At Pismo, we have been using Google Cloud Data Loss Prevention (DLP) to inspect our log data and find any sensitive information that may be present in it. This inspection helps us avoid customer data leaks and fulfil privacy regulations like the European General Data Protection Regulation (GDPR).
Log data x privacy
Collecting and analysing log data is essential for troubleshooting and performance tuning. On the Pismo platform, we can increase the detail level of the log whenever we need to inspect specific events or transactions. Hence a single transaction may generate hundreds of lines of log data. The extra details help us quickly diagnose bugs and unexpected system behaviours. However, they also increase the theoretical risk of sensitive data leaking through the logging procedure. These leaks shouldn’t happen, of course. Our program codes go through several validation stages, and at least two engineers revise them in addition to their authors. Our team strives to make sure all of our APIs comply with privacy guidelines. Even so, a buggy API could potentially cause this failure. To avoid this risk and identify bugs that could compromise privacy, we use Google Cloud DLP.
Google Cloud DLP
DLP, a managed service offered by Google as an API, is designed to help discover, classify, and protect sensitive data. We created a worker software that submits new log files to DLP for inspection. DLP looks for character strings that could potentially violate privacy laws, such as the GDPR and the Brazilian LGPD. It searches, for instance, for sequences with the appearance of a name, address or phone number (passwords and other more critical data cannot leak this way because they are always encrypted). When DLP finds a suspect string, it masks the characters so that they cannot be read. Our tests have shown that DLP is quite effective in detecting possible data leaks in log data. It does generate some false positives, but this is a minor problem we can deal with efficiently. So it’s a handy tool to help us improve privacy on our platform.

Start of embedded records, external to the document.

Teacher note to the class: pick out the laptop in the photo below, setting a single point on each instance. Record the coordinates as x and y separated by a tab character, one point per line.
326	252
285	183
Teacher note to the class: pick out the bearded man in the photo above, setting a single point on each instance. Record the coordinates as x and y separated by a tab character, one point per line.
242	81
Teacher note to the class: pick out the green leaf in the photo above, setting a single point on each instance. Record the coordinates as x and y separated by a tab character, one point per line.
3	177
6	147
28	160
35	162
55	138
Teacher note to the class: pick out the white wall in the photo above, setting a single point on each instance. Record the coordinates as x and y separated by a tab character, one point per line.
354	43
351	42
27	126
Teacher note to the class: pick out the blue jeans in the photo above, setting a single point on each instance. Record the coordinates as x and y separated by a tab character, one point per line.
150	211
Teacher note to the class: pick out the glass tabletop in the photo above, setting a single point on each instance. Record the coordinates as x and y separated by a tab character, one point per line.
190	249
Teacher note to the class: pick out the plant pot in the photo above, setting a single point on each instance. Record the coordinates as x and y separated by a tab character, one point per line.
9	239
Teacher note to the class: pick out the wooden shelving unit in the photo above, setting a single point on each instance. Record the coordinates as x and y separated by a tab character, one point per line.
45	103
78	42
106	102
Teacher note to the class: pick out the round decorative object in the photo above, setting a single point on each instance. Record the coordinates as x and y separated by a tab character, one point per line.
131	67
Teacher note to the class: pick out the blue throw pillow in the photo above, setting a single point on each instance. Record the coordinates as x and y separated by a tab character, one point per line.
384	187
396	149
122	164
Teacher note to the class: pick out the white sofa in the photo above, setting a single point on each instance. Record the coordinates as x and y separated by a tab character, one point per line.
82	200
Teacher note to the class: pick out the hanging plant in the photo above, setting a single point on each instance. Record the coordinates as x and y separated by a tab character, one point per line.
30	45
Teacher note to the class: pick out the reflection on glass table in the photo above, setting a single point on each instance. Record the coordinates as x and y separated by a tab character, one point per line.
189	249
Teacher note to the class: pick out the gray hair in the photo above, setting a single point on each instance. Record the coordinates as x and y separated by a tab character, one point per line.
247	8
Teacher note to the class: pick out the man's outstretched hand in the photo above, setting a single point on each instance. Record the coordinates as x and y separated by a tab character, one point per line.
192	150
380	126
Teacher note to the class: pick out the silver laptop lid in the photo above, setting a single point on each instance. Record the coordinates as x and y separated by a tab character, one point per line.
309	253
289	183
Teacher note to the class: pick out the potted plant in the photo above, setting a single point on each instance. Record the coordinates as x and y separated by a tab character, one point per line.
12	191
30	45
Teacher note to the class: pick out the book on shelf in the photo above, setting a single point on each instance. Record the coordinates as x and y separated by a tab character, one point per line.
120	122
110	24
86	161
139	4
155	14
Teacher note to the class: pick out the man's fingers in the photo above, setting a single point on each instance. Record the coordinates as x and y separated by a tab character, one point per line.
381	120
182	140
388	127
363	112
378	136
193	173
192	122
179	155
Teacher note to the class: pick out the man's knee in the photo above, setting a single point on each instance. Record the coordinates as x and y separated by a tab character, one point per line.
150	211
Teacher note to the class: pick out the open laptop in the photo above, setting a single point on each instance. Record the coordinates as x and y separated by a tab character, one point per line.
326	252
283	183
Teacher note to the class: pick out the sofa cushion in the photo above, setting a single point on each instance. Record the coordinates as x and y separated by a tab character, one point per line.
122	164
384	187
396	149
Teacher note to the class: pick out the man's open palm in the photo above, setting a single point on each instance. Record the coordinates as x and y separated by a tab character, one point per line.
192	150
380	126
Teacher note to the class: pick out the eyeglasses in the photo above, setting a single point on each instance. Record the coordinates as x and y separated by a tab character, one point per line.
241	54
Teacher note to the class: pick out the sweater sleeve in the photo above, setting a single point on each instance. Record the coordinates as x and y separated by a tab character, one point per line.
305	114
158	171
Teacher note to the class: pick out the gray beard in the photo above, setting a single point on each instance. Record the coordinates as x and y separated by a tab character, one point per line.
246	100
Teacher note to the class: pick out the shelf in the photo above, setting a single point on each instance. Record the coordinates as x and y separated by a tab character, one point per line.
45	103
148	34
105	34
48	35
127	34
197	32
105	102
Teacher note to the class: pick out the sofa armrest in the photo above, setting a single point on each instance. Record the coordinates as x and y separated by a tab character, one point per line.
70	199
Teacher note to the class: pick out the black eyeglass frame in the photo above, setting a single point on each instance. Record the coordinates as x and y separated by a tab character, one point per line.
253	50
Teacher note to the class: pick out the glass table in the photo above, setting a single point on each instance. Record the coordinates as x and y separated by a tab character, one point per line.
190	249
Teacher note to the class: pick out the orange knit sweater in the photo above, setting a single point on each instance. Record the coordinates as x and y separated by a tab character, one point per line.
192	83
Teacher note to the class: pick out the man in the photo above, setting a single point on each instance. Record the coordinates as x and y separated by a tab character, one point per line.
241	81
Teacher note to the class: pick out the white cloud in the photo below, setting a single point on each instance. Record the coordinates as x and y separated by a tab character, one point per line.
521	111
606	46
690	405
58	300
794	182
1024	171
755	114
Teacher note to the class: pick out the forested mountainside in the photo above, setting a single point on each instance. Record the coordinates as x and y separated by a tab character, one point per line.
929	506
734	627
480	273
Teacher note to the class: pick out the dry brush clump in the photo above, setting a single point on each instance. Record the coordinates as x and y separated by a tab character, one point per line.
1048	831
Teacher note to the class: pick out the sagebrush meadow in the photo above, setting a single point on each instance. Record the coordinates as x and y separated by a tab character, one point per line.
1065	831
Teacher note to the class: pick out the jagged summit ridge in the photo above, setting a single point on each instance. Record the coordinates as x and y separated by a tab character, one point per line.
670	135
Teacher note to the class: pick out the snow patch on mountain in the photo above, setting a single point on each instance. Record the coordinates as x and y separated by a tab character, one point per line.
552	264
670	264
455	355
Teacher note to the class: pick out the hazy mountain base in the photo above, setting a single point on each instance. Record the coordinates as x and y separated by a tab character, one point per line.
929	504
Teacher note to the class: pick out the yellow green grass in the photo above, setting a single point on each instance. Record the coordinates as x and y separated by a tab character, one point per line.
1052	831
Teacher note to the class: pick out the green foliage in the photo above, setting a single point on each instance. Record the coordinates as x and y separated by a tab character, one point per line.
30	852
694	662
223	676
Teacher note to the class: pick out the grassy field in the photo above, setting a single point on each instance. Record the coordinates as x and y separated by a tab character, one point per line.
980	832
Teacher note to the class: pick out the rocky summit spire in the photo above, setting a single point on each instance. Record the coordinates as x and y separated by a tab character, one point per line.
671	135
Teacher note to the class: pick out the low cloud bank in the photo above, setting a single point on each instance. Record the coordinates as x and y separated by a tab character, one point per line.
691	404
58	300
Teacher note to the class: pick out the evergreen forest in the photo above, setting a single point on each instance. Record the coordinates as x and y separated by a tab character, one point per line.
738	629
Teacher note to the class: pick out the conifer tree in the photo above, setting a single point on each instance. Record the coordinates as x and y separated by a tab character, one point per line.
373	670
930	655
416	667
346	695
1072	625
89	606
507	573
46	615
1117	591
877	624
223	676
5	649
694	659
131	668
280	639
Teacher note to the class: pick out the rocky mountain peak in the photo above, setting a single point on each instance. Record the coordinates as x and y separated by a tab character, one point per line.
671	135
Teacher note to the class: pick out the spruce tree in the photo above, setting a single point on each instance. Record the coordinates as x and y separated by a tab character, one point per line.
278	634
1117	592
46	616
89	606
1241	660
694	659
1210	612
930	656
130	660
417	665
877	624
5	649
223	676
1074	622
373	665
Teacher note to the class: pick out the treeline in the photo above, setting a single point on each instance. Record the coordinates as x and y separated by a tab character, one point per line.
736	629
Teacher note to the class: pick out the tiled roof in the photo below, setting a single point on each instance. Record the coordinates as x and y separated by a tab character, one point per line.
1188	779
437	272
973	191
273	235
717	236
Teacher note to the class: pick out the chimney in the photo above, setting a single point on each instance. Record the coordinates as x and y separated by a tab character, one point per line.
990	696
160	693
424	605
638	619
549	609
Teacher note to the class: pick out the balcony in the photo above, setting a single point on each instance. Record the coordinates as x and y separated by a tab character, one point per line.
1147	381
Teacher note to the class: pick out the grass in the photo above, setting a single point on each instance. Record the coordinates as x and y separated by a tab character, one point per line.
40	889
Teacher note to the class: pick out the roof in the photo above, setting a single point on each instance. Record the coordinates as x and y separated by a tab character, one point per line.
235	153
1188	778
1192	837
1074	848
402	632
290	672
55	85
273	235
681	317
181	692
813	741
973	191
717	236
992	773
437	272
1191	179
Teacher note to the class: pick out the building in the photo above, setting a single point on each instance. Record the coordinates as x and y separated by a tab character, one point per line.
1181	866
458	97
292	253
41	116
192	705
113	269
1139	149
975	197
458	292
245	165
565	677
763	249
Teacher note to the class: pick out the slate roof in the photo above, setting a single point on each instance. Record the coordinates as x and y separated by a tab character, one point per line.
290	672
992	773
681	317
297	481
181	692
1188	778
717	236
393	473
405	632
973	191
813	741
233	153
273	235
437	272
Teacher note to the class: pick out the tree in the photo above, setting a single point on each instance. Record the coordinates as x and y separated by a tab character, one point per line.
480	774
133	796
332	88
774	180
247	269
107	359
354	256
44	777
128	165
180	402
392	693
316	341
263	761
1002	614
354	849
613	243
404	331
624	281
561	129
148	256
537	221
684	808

DLP classifies the masked string according to the level of suspicion. We use the data it generates for two purposes. First, it goes to a dashboard where we can monitor our systems. If an API generates suspect log data, the development team is warned and can correct any possible bugs. We also use DLP data to calculate one of our service quality scores. Seeing this score improve over time gives us confidence that we are minimising software bugs and thus preserving our customers’ privacy.